The visitor to Captiva can imagine the centuries of adventure here as you stand under the ancient ficus trees which are especially common in the Fort Myers, Coral Gables and Sanibel areas.  This one is growing in the entry parking lot near registration and part of what is called the Resort's 'Scout About' program, a wonderful little kid-friendly program that entices kids to explore some fifteen locations scattered about the grounds.  Each find is a wooden stand that describes something about the natural habitat and offers a color coded wristband.  Collect all 15 and turn them in for an explorers wristband gift and your name on the wall of the Scout About explorers shack.  The two explorers above, map in hand, ran around the island seeking clues, then took turns reading the location descriptions out loud.

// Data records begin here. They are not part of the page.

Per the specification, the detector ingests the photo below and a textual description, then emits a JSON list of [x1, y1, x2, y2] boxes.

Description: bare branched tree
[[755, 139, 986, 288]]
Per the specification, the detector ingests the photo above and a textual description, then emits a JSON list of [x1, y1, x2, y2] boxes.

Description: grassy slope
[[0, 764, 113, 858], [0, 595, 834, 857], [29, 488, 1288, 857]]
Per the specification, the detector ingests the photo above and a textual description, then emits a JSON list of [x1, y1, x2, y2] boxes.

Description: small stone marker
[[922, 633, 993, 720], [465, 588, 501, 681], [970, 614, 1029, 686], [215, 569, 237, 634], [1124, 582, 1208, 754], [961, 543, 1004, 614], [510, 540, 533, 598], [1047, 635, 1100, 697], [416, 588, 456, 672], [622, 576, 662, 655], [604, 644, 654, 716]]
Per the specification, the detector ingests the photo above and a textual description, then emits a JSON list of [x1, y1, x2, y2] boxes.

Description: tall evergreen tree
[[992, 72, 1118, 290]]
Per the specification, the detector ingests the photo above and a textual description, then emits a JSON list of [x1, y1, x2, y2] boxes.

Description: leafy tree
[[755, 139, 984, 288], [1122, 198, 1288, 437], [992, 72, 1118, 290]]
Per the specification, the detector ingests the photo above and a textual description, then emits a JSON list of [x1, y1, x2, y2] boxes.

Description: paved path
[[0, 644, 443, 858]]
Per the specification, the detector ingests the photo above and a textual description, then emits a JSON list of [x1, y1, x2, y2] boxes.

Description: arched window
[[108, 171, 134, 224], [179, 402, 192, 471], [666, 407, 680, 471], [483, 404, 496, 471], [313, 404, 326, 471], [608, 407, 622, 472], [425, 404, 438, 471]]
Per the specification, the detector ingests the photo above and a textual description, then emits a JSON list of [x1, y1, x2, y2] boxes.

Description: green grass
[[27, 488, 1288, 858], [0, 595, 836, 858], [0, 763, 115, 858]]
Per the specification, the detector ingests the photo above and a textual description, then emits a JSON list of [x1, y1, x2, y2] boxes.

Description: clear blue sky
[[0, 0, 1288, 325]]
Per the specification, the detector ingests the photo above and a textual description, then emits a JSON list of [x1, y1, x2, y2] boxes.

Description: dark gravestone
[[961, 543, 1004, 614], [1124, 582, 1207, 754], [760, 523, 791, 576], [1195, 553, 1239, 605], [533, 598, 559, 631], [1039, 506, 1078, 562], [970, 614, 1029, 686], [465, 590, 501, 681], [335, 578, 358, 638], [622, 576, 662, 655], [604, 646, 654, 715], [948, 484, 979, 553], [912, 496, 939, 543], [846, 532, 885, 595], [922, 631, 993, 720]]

This Scout About was a fun one.  To get here, at night, we passed by a little walk-over holding pond that advertised a few signs warning not to feed the alligators please.  We never did see alligators at this particular spot, mostly just families and strollers, but we kept a small part out of the corner of our eyes especially reserved for the low-lying green shadows.  We walked to the backside of one of the resort complexes to the dunes overlooking the roaring of the ocean.  This area was not lit by




streetlamp and without the aid of the small light on the iPhone, completely dark in among the chest high dune brush.  The sun had set and the ocean, without eye-adjustment to the dark, looked literally like another planet.  Carly quickly read the description and we hustled off with our wristbands, living to see another day on the island.

Near Land's End, Captiva, the chairs set up for a wedding

Monday, March 2, 2015

"They picked up the gear from the boat. The old man carried the mast on his shoulder and the boy carried the wooden boat with the coiled, hard-braided brown lines, the gaff and the harpoon with its shaft. The box with the baits was under the stern of the skiff along with the club that was used to subdue the big fish when they were brought alongside."                                     –Old Man and the Sea
                                               




The time had come to tidy up the fire pit by piling sand over the small flames but making sure to recover the warm periwinkle shells.  The Grandfather had handed the granddaughter a mesh bag to bundle her



shells and she had ducked off upshore in search of "a pair of Angel Wings," or she hoped, the "Baby's Ear."  She had flung the bag over her shoulder and half of her body tipped as she ran as a shadow, the 

coarse clinking of shells following her.  The grandfather shook his head and muttered to himself, "so hard to get them here, so hard to leave."  He could envision faded images of his own children, as if in square photographs, little monographs written perhaps in the corner, of the same thing, the same story over and over.  'It will come to them soon enough.  Every day is the adventure, of course.  Every day.  Not then, not tomorrow, but here and now.' The day would come when the granddaughter herself, a grown woman, would break the monotony of a day at the beach in Captiva and suggest a solo passage across the bluestream strait and glide over dolphins.  He smiled and lifted the noses of the two kayaks that had laid dormant on the hot dunes for half a day now.  The Willets had long gone; the last fin had submerged a hundred yards off beach; a spinnaker still stood 



jagged silhouette like a toy in the distance.  He called her name several times, but not too loudly, the kayaks now bobbing as if they weighed nothing.  She arrived with the bag full and her other arm, cupped up against her sternum, glistening with dark shells.  "What about these?" she asked, "they don't fit in the bag, but I will never see these again.  What if there is another Junonia?" she asked, the innocent pout of the face saying everything. "Bring them if you can," he said, "I have an idea."  He lifted her from under her arms into the pit of her seat.  "You can tie your bag to the stern rope and drag it through the water, so you can paddle, how about that?"  The pout had turned to a smile. She carefully placed the other shells onto the floor of the kayak in a perfect order.  He pushed her off and the nose cut through the soft pastel



water toward the next landmass where palm trees, wide and black, stood immoveable against the coming night wind.